El Camino pasa por Burgos, esta capital adusta que hoy he paseado a 10 grados, estremecida bajo una chaqueta ligera de algodón. Dormir con manta es el premio necesario a tantos sofocos del sur. La visita a la catedral, un subidón de arte y espíritu que mis tres hijas -en vacaciones adopto a una más para romper el equilibrio del invierno- no comparten salvo que insista con alegancia: “A la salida os voy a examinar de catedral. Os quiero dentro a la de ya buscando el sepulcro de Gil de Ontañón“. Las tres obedecen de inmediato. Nuestra siguiente parada es el Museo de la Evolución. Un edificio magnífico por dentro y anodino por fuera, donde parece que se han exagerado los contenidos para que brillara un continente no tan brillante.

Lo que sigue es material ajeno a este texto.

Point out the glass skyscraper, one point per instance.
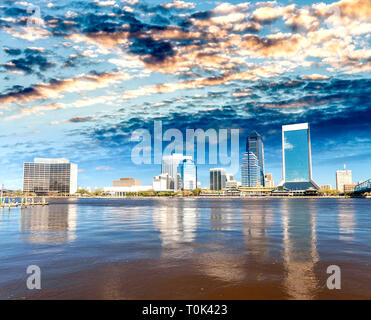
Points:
(188, 174)
(50, 175)
(170, 164)
(296, 154)
(254, 145)
(218, 179)
(250, 170)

Pero yo de evolución no entiendo, y ayer les confesé a mis chicas que pasé serios apuros para memorizar en su día a qué época correspondía el neardenthal y si Lucy era una australopithecus. Aún así, nos divertimos dentro del barco de Darwin, nos hacemos fotos delante de nuestros ancestros -“este es clavadito al tío A”- y aprendemos cómo murió uno debido a una infección molar y en qué hay que fijarse para llegar a esa conclusión.

A la salida mi grupo se queja de dolor de extremidades, pero resucitan misteriosamente cuando propongo un rato de tiendas. Más si después nos hacemos fuertes en la barra de El Morito, un bar que debiera ser un santuario. En breve nos despedimos de Castilla, el Cantábrico nos llama con su voz atronadora de agua y de tempestades. Debo despertar a mis tres chicas.